Differences in drug high over time (Weeks 1–4) and between NTX doses (192 mg vs. 384 mg) in subjects receiving heroin 25 mg were statistically significant (Fig. 1); we evaluated whether these statistically significant differences over time and in doses were CIDs (CID_Week1–4 and CID_Dose, respectively) using anchor- or distribution-based methods (described below).

Anchor-based methods

Two objective measures (break point and retention rate) served as anchors for subjective measure of drug high (Table 1).

Break point

Data from Sullivan [12] were used to anchor ratings of drug high with break point (heroin dose at which the abuser prefers getting heroin over money, in this case, $20). Five heroin-dependent adults received a single 384 mg dose of sustained-release depot NTX (Depotrex^®), and the effects of various heroin doses (0, 6.25, 12.5, and 25 mg) were evaluated for 6 weeks. The entire dose range was tested each week (1 dose tested each day). A statistically significant difference in break point occurred between Weeks 1 and 4 (Fig. 2); therefore, break point was used as anchor for the CID_Week1–4 in Comer [10]. The break point anchor was further justified by a meta-analysis of NTX studies [13].

Fig. 2.

Self-administration of heroin. Self-administration of IV heroin as a function of heroin dose (0–25 mg) and week at baseline (white squares) and following 384 mg depot NTX (black squares). Asterisks indicate a significant difference in mean heroin break point values across heroin dose conditions for a given week versus baseline. The data points for heroin self-administration behavior between Week 4 and Week 1 labeled as “Anchor for CID_Week1–4” indicates that these observations provide clinically relevant justification (anchor) for the parameters chosen in the Comer et al. [10] study. With kind permission from Springer Science + Business Media: Psychopharmacology, Sullivan et al. [12] © Springer-Verlag 2006

Retention rate

Data from Comer [11] were used to anchor ratings of drug high with the rates of retention in treatment. Sixty heroin-dependent adults were randomized to receive placebo, or 192 mg or 384 mg of sustained-release depot NTX (Depotrex ^®) at the beginning of Weeks 1 and 5. The retention rate (percent of randomized subjects still present in the study) was used to evaluate NTX effectiveness. A statistically significant difference in retention rate was observed between 192 and 384 mg doses (Fig. 3); therefore, retention rate was used as anchor for the CID_Dose in Comer [10]. The 95% confidence interval (CI) of the CID was calculated for both anchor-based methods.

Fig. 3.

Treatment retention. Percentage of patients retained in treatment across 8 weeks for the 3 treatment conditions (placebo, 192 mg NTX, and 384 mg NTX). Retention rates were measured twice a week. The data points labeled with the bracket indicate a clinically meaningful difference that provides justification (anchor) for the parameters chosen in the Comer et al. [10] study. Reprinted with permission from Comer et al. [11]

Distributional methods

Studies ALO-01-07-205 and ALO-01-07-106 were used in the distribution-based analysis of CID (Table 1).
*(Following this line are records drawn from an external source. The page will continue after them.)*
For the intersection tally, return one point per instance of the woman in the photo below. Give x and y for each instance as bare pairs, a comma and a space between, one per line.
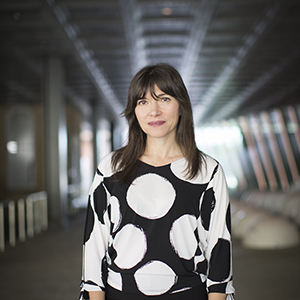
158, 218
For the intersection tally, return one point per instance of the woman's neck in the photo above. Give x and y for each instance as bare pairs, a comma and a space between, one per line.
161, 152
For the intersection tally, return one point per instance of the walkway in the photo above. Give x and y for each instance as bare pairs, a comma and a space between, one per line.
47, 267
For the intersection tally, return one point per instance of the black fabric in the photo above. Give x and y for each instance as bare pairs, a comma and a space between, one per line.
196, 293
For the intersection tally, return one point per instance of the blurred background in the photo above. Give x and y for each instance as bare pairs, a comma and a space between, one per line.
65, 68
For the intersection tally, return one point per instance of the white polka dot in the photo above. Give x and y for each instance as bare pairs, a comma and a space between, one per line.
151, 196
155, 278
116, 216
131, 245
182, 236
114, 279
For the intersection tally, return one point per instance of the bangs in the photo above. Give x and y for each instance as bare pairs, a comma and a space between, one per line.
149, 81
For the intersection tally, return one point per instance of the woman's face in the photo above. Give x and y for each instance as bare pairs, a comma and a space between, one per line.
158, 118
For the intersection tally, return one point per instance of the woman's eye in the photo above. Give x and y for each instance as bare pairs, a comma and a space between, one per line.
141, 102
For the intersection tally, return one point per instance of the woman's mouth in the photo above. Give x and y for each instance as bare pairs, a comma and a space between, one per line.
156, 123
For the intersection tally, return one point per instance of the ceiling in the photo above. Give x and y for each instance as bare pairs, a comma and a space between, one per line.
237, 57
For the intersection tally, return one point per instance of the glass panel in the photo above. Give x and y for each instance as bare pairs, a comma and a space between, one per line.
20, 145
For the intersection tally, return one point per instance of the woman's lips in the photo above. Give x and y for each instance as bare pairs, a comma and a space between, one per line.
156, 123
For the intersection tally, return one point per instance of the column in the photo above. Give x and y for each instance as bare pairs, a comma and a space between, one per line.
56, 153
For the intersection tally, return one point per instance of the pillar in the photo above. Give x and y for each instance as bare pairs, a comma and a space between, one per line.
56, 154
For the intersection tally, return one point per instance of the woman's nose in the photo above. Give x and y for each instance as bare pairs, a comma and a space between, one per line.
155, 109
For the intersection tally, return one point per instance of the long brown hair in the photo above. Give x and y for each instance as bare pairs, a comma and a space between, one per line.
168, 80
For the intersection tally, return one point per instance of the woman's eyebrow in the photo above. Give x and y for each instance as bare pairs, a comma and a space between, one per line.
161, 95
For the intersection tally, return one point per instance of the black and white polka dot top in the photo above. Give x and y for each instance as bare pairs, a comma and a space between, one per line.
161, 234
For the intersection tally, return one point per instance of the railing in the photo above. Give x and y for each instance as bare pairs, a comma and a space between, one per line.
23, 218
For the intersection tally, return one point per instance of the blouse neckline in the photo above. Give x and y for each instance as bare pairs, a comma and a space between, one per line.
162, 166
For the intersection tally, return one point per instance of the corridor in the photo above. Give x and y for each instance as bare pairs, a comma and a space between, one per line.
47, 267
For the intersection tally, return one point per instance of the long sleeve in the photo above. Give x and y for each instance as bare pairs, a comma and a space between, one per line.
219, 248
96, 238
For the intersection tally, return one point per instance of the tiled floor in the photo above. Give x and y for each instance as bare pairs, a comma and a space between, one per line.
48, 266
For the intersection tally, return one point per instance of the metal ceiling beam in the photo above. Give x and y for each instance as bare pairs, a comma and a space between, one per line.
86, 59
131, 14
241, 98
208, 100
199, 30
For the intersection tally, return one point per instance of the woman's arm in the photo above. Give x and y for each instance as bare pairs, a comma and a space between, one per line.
216, 296
98, 295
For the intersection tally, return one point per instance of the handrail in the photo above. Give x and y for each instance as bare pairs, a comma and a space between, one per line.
26, 217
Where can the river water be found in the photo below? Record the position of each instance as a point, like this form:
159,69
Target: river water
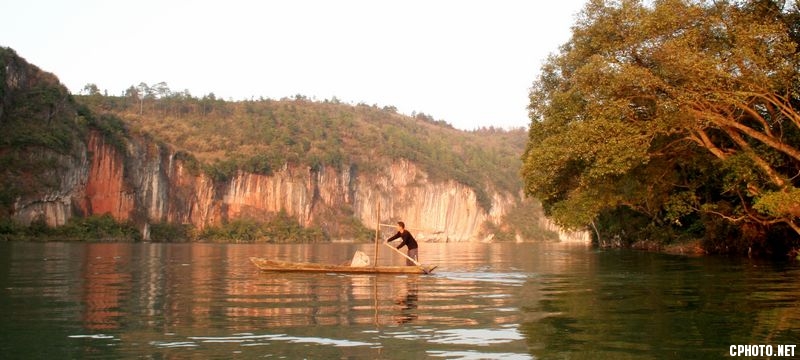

ALO-01-07-205 (www.clinicalTrial.gov; No. NCT0075-1478). Thirty-two healthy, opioid-experienced, non-dependent adults were enrolled in a randomized, double-blind, crossover study with oral administration of immediate-release morphine sulfate (IRMS), crushed ALO-01, intact ALO-01, or placebo. Measurements of drug high (100-mm VAS) were used for CID evaluations.

ALO-01-07-106. Twenty-nine opioid-experienced, nondependent men were enrolled in a randomized, double-blind, crossover study with IV administration of morphine sulphate (MS) alone, MS + NTX, or placebo. The Drug Effects Questionnaire (DEQ) question, “How high are you now?” (on a 100-mm VAS) was the primary pharmacodynamic endpoint for CID evaluations.

Distributional approaches to clinical significance involve quantifying changes in the distribution of measure (e.g., drug high) upon intervention (e.g., administration of NTX). Usually, changes ≥ 0.5 standard deviation (SD) [14] or 1 standard error of the mean (SEM) [15] between 2 interventions are considered clinically meaningful. We used both pooled SD [14] and pooled SEM approaches [15].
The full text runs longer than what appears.